Premier Li described the dam as “the project of the century”.
However, it is not without its critics, with both India and Bangladesh raising concerns, while NGOs say the dam will irreversibly harm the Tibetan Plateau and hit millions of people downstream.
ANZ commodities analyst Daniel Hynes says the project promises to deliver a positive economic boost for construction materials such as concrete and steel.
“It also triggered hopes that the government is returning to its old handbook of fiscal stimulus measures to support economic growth,” Mr Hynes said.
“Sentiment (in iron ore) was also supported by the continued push to curb excess competition and overcapacity in the steel industry.

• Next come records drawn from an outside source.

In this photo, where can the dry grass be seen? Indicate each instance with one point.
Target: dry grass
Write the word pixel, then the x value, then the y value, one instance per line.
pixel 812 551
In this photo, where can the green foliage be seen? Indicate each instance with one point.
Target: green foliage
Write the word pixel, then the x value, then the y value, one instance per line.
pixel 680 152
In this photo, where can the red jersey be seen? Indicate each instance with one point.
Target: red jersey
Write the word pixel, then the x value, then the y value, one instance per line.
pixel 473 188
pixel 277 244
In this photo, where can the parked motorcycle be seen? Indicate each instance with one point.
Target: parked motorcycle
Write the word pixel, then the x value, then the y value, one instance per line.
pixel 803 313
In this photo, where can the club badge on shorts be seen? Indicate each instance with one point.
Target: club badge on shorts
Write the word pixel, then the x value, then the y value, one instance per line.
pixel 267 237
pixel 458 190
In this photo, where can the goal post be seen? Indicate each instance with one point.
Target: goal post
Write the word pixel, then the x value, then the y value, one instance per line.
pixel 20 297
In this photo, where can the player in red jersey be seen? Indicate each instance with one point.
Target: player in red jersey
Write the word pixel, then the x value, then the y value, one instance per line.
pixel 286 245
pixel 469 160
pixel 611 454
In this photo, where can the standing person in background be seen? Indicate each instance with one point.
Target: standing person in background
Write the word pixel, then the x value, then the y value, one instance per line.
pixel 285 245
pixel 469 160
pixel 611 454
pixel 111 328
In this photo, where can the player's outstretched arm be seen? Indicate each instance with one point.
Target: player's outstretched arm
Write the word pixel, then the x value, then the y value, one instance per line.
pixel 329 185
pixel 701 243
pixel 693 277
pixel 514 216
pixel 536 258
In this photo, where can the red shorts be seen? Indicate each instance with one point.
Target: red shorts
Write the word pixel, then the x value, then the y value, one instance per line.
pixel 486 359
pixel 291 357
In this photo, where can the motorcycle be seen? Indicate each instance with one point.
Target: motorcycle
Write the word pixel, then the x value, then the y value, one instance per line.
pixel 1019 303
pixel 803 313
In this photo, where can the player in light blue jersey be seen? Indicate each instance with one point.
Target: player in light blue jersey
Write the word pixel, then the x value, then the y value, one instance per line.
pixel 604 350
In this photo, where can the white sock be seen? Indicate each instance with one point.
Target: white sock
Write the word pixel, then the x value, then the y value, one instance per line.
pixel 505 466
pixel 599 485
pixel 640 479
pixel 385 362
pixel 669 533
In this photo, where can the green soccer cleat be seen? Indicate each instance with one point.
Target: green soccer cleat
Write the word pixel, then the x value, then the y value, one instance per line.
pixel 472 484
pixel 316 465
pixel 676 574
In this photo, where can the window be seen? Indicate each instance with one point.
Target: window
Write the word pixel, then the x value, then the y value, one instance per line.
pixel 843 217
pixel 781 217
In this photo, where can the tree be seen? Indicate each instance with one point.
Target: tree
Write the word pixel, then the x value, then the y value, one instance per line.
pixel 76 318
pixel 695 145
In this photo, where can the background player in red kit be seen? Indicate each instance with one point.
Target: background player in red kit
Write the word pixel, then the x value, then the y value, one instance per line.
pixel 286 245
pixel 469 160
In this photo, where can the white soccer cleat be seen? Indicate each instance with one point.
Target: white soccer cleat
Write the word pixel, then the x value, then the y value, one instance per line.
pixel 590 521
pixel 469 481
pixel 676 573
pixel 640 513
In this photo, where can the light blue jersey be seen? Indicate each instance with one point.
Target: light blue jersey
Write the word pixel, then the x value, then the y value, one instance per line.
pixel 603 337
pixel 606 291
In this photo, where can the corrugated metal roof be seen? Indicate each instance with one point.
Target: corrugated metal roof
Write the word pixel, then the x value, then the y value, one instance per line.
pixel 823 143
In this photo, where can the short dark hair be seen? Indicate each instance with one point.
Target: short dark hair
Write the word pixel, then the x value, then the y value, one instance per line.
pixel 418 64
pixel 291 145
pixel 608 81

“Such moves could have a positive impact on mill margins, which would ultimately lift steel-making raw materials such as iron ore.”
4h agoMon 21 Jul 2025 at 11:30pm
Perpetual assets under management lift despite fund outflows
Wealth manager Perpetual has reported a 2.5% increase in assets under management for the fourth quarter.
Total assets under management on June 30 were reported at $227 billion, up from $221 billion at the end of March.
In a statement to the ASX, Perpetual said the increase was primarily driven by favourable market movements of $14.6 billion, which was offset by net outflows of $3.9 billion, and negative currency movements of $5.1 billion.
Perpetual also said it was facing impairment charges of between $195-to-$205 million in its 2025 full year results relating to a write-down in goodwill and other intangibles.
The company also says it is continuing to pursue the sale of its wealth management business and is “engaged in discussions with interested parties”.